Open Sourcing Modern Acupuncture, Part Two: Trouble
After I read this article in the Franchise Times, a multiple choice question popped into my mind. (Yeah, that happens. More about that in a minute.) What do you get if you cross the People’s Organization of Community Acupuncture with Massage Envy?
a) Modern Acupuncture
b) $$$$$ !!!!!
c) trouble
d) a & c
e) a & b
The founders of Modern Acupuncture seem to think the correct answer is e. But I think it’s d.
Why? Check out this instagram post, dated Nov 27, 2017:
ma_modernacupuncture Each year, thousands of acupuncturists graduate from college and seek employment. This means you'll have no trouble finding licensed acupuncturists to staff your Modern Acupuncture location.
My reaction:
hahahahahahahahaha
*sob*
You know why multiple choice questions regularly pop into my mind?

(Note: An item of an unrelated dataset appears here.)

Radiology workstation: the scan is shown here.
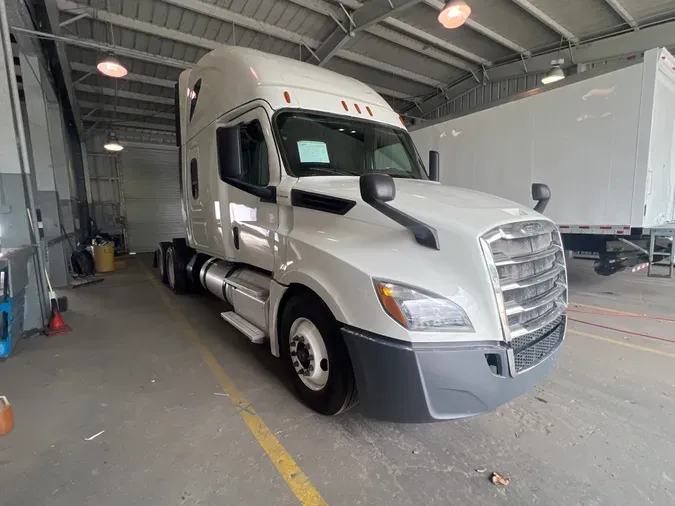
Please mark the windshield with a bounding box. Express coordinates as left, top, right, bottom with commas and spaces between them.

Because POCA had SO much trouble finding L.Acs to work in its clinics that we had to start our own acupuncture school to supply them (please read this post if you haven’t) and now a not-insignificant portion of my brain is devoted to tasks like generating multiple choice questions. (I can’t seem to turn it off.)
In the previous post in this series, I wrote that Modern Acupuncture is running a staggeringly expensive experiment on behalf of our knowledge commons, whether they intended it that way or not. One of the questions their experiment will answer is, how troubled is the acupuncture industry, really? There’s pretty significant disagreement about that. On one hand, you’ve got articles like this, that suggest there are more than 37,000 L.Acs in the US and that number is growing. On the other, you’ve got POCA’s experience, and lots of anecdotal reports, that suggest however many acupuncturists are out there, an alarming proportion aren’t working, or are barely working, in the field that they spent so much money and time to get into.
Shouldn’t all those unemployed acupuncturists be an element in Modern Acupuncture’s favor, though? Doesn’t that constitute a workforce-in-waiting?
Not in POCA’s experience, or we wouldn’t have bothered to start our own school. One POCA clinic owner wrote, “That Instagram post is truly hysterical. Hiring and managing a staff is by far the hardest thing we do. And really the managing is better than the hiring.”
Modern Acupuncture is paying employees more than many POCA clinics pay (or, offering more work at similar compensation), so won’t they attract more candidates? Plus they look more legitimate; you all are a bunch of dirty communists and nobody takes you seriously. (Whoops, channeling Acupuncture Today there.)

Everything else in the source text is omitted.